P. 113. Courriers bouleversants après la fermeture des Mazures (2)

Publié le par Jean-Emile Andreux

Annonce par la Croix-Rouge de Belgique du transfert d'Arthur Zasky à Drancy puis vers "des lieux inconnus"

 

Page 111 du blog, se sont croisés les courriers d'Adrienne Matthÿssens et de la Délégation de la Croix-Rouge de Belgique dans les Ardennes de France. Tous deux destinés à Marie Arnould-Jacques, fermière belge des Mazures.

Ecrivant d'Anvers le 20 janvier 1944, la fiancée d'Arthur Zasky, remercie Marie Arnould de bien vouloir remettre au déporté un premier courrier clandestin. Trop tard puisque les derniers juifs du camp sont à Drancy depuis le 5. D'ailleurs, le 18, le délégué de la Croix-Rouge répond à la fermière que suite à la fermeture du Judenlager (ignorée donc d'Adrienne Matthÿssens), il allait "tenter l'impossible" pour retrouver trace d'Arthur Zasky.

 Note de la main d'A. Matthÿssen : Arthur Zasky (1)

 

Le 4 février 1944, Adrienne Matthÿssens, toujours dans l'ignorance de la fin du Judenlager, s'inquiète auprès de Marie Arnould :

- "Très chère Dame,

Je n'ai encore reçu aucune nouvelle, / avez-vous reçu mes trois lettres express (2) , j'en / suis d'autant très étonnée n'avoir reçu aucun / mot à ce sujet.

Ici le temps est très triste et très monotone, le / soleil ne brille pas dans mon coeur tant éprouvée, / sachant et que vous connaissez ma situation ci / pénible, c'est pour cela que j'ose vous l'écrire, / ...

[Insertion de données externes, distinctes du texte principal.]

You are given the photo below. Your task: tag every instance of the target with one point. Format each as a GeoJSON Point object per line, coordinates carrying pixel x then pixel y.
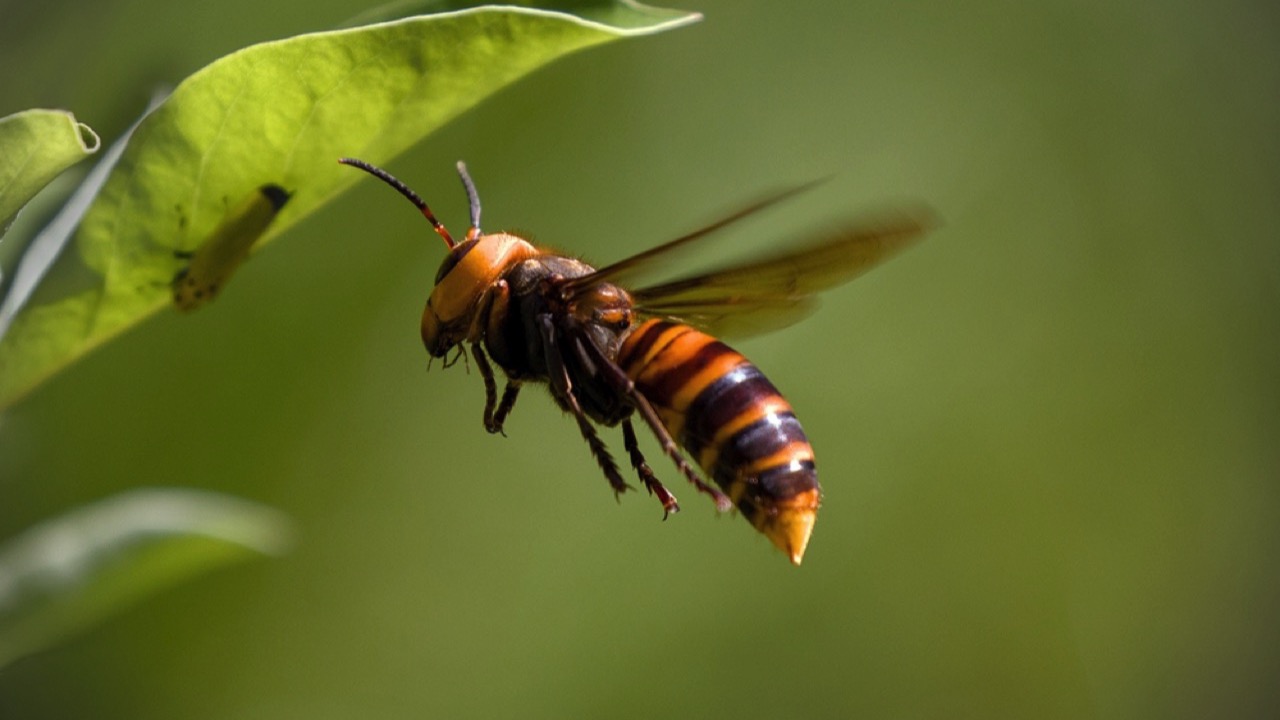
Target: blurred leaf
{"type": "Point", "coordinates": [37, 251]}
{"type": "Point", "coordinates": [279, 113]}
{"type": "Point", "coordinates": [35, 147]}
{"type": "Point", "coordinates": [68, 573]}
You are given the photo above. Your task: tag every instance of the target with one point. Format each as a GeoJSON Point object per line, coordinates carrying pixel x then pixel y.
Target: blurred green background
{"type": "Point", "coordinates": [1047, 434]}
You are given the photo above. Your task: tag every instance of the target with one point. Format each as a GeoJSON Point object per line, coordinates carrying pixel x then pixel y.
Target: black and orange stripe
{"type": "Point", "coordinates": [731, 419]}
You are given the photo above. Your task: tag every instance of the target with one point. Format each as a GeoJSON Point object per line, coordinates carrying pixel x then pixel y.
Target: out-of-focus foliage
{"type": "Point", "coordinates": [277, 113]}
{"type": "Point", "coordinates": [35, 146]}
{"type": "Point", "coordinates": [71, 572]}
{"type": "Point", "coordinates": [1046, 434]}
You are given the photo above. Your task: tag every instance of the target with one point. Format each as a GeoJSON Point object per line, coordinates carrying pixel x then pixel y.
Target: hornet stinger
{"type": "Point", "coordinates": [609, 351]}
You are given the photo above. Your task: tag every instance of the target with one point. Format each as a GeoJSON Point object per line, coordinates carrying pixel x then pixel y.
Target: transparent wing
{"type": "Point", "coordinates": [778, 290]}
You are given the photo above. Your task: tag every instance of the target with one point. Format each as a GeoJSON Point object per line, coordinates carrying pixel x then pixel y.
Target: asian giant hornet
{"type": "Point", "coordinates": [608, 351]}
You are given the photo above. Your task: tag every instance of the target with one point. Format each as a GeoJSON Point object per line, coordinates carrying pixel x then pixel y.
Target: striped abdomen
{"type": "Point", "coordinates": [731, 419]}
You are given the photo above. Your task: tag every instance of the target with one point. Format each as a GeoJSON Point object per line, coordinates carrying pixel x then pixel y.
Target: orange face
{"type": "Point", "coordinates": [462, 283]}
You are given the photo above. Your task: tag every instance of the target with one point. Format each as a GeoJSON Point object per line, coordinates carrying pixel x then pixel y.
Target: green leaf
{"type": "Point", "coordinates": [69, 573]}
{"type": "Point", "coordinates": [280, 113]}
{"type": "Point", "coordinates": [35, 147]}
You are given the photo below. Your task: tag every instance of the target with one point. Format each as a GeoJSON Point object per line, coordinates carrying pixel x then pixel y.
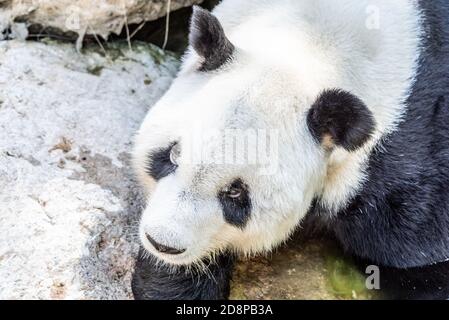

Je me demande souvent comment pourat / t'ils résister, heureusement il a un veston / en cuir, ... mon cher Trésor, je n'ai que lui au monde / les beaux souvenirs resteront éternellement et / lui attendrai toute ma vie."

 

Le 9 février, nouvelle lettre, moins pessimiste mais ne laissant toujours pas apparaître une connaissance des réalités de la fermeture du camp et de l'envoi des déportés à Drancy :

- "Très noble Dame,

Quel joie ce dimanche matin en recevant / votre chère missive (2) c'est comme un brin de / mon cher fiancé qui venait vers moi. Oui !

... Merci et encore merci pour les belles pensées / que vous avez exprimer envers mon Trésor : / Je serais . C'est trois mots ont quelques / choses de magique, que puis-je ésperér de / meilleur qu'une grande Amie sincère, noble / et dévoué envers autrui, quoi de plus beau.

... Vous souhaitant ainsi qu'aux enfants et époux / un parfaite santé, je vous envoie, Chère Dame, / mes sentiments affectueuses, et embrasse votre / cher front avec respect et tendresses."

 

Tandis qu'Adrienne Matthÿssens semble épargnée volontairement des angoisses provoquées par la fermeture du camp, Marie Arnould a relancé la Croix-Rouge de Belgique. Son délégué dans les Ardennes, répond de Margut, le 25 février :

 

Premières lignes de la réponse de la Croix-Rouge de Belgique aux questions de Marie Arnould (Arch. fam. Pernelet)

 

- "Madame Arnould

J'ai bien reçu votre lettre (2) du début / de cette semaine. Cela m'a fait bien / de la peine de ne pouvoir retrouver / Mr Zasky et ses camarades. J'avais / pût apprendre qu'Ils auraient étés / dirigés sur DRANCY près de Paris / J'ai écris a un garcon du pays / qui est gendarme (deux mots illisibles) et qui / était de garde au camp. Mais à / mon grand regret je viens de recevoir / des nlles qui ne sont pas favorables / C'est un lieu de passages où l'on y / reste que 8 à 10 jours après l'on s'en / va vers des lieux inconnus. /

Pauvre M Zasky et ses copains / que va-t-il devenir et où est-il / Peut être Saint Antoine viendra-t-il / a votre secours ce serait un grand / bien. Dans le cas où vous auriez / de leurs nouvelles ne manquez pas de me / faire connaître leur adresse.

Signature illisible."

 

(1) Photo jointe par Adrienne Matthÿssens aux nombreuses recherches qu'elle a lancées après la libération pour tenter de retrouver en vie son fiancé. Dossier individuel, Service des victimes de la guerre à Bruxelles.

(2) Ces courriers n'ont pas été retrouvés au cours des recherches (ni aux Mazures, ni à Bruxelles).